OREANDA-NEWS. Fitch Ratings has assigned Japan-based Mizuho Bank, Ltd.'s (MHBK, A-/Stable) Thai baht-denominated fixed-rate, senior unsecured notes a final rating of 'A-'. The THB3bn senior unsecured bonds carry a fixed annual coupon of 2.33% and mature on 28 September 2018.

The proceeds will be used for general purposes for the bank's operation in Thailand. The final rating follows the receipt of documents conforming to information already received and is in line with the expected rating assigned on 10 September 2015.

KEY RATING DRIVERS
The rating of the notes is aligned with the Long-Term Issuer Default Rating (IDR) of MHBK because they constitute unsubordinated and unsecured obligations of MHBK, and rank pari passu with all other unsecured and unsubordinated obligations.

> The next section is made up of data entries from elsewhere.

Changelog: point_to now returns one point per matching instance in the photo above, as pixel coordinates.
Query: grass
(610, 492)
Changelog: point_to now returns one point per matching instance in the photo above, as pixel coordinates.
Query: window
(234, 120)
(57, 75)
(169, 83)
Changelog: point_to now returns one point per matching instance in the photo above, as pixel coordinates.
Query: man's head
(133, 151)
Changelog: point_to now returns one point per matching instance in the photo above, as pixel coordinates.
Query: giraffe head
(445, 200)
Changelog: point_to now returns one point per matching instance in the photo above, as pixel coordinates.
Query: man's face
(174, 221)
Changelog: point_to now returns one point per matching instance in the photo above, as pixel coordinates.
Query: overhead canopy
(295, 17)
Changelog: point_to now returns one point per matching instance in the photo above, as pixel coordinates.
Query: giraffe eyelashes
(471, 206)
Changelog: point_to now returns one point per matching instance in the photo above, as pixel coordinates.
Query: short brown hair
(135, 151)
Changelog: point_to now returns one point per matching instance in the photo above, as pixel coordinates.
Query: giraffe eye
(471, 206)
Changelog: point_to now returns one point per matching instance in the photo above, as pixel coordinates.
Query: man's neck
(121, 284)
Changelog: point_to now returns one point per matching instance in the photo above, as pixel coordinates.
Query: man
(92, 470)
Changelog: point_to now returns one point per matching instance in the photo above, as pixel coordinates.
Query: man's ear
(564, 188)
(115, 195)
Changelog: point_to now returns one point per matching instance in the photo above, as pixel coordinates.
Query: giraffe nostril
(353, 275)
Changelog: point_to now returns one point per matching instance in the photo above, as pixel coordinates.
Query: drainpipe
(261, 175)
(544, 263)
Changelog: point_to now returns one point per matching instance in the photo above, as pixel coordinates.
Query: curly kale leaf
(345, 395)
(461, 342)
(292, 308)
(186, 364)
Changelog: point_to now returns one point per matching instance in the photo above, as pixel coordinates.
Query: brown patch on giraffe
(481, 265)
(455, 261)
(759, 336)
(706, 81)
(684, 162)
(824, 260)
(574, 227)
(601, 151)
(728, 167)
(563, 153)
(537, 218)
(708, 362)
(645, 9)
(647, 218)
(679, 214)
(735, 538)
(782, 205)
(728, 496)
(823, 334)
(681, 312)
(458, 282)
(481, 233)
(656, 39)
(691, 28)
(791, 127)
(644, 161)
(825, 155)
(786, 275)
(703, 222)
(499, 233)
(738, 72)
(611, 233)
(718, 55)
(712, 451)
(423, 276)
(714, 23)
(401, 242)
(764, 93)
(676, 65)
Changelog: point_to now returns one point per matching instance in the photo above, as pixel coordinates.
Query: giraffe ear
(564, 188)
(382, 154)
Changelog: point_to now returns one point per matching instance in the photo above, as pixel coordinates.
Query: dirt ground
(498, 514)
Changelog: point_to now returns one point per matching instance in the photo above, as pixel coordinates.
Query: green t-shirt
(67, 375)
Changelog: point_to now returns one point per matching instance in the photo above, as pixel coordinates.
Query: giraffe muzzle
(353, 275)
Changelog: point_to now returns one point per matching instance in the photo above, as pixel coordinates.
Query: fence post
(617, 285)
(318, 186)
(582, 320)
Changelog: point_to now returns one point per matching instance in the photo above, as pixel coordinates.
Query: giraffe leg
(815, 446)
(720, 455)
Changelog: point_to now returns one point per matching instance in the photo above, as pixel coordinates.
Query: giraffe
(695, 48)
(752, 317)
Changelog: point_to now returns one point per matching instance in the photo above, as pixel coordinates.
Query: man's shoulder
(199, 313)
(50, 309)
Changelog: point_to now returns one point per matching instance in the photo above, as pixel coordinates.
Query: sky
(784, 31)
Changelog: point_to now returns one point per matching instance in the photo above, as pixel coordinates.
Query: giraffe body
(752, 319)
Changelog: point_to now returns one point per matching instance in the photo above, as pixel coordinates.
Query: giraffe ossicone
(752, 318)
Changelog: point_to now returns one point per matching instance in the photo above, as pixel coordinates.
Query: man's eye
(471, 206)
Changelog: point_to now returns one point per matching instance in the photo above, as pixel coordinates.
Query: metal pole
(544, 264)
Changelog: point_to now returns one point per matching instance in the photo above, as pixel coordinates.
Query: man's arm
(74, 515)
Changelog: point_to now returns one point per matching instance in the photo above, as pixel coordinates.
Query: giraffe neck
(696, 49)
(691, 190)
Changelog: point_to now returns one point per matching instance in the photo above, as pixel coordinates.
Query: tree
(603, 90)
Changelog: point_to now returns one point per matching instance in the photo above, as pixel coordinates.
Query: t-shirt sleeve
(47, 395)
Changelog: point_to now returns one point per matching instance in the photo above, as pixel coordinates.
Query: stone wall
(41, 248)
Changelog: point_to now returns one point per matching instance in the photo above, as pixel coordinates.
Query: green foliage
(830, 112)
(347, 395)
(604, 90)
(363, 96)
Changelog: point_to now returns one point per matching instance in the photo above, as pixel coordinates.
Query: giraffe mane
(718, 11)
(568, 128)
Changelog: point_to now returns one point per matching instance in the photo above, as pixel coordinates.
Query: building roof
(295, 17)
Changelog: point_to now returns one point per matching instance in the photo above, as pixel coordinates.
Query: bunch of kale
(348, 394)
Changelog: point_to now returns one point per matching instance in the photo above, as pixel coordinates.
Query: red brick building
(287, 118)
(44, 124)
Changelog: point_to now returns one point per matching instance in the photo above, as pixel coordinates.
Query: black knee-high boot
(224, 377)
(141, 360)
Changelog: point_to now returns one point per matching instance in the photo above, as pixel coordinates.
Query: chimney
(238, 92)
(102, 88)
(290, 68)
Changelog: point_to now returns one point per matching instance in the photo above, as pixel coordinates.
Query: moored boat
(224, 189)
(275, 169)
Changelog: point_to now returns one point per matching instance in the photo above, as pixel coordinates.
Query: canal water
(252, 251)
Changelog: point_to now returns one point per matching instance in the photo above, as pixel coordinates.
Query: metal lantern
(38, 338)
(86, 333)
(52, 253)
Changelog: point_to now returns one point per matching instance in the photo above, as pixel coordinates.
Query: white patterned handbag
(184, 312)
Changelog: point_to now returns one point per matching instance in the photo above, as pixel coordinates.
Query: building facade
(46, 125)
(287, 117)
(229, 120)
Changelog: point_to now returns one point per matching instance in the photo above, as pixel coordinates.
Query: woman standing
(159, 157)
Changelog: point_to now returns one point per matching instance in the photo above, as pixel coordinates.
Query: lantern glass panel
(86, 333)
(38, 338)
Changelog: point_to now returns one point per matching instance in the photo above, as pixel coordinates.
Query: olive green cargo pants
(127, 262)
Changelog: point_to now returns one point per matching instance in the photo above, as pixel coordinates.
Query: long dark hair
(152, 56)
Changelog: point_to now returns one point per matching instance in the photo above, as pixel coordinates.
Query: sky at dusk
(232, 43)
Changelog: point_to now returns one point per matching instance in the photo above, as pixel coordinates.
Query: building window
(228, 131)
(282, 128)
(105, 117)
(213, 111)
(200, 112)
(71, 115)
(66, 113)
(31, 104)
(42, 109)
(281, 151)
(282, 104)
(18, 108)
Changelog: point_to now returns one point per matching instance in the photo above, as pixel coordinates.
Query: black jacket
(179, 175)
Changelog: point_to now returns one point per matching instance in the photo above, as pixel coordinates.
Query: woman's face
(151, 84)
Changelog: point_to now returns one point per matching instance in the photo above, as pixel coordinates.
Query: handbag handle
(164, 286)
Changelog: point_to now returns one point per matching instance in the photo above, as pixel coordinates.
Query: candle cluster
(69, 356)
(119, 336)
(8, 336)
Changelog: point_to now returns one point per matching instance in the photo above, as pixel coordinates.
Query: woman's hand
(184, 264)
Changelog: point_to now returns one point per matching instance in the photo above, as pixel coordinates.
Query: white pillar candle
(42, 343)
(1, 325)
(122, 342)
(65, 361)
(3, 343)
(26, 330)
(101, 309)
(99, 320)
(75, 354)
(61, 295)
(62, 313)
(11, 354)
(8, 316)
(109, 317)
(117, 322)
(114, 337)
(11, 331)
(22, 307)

As MHBK is considered a systemically important financial institution in Japan, its Long-Term IDR is based on sovereign support, in line with the bank's Support Rating Floor (SRF) of 'A-'. This is because the SRF is higher than the bank's Viability Rating (VR) of 'bbb+', which in turn reflects the bank's strong domestic franchise, solid liquidity profile in yen, and sound asset quality. It also considers MHBK's adequate capital, which continues to improve through consistent retained earnings - although profitability remains modest on account of the sustained low interest-rate environment.

RATING SENSITIVITIES
The rating on the notes is primarily sensitive to any change to MHBK's IDRs, which would most likely stem from a downgrade to the bank's SRF. This could be due to a downgrade in Japan's sovereign rating to 'A-' or the sovereign being perceived as less willing to support the bank, providing the bank's VR had not been upgraded. If the latter was to occur, MHBK's IDR would then be underpinned by its VR. An upgrade of the sovereign rating would be unlikely to lead to any upgrade in the bank's SRF.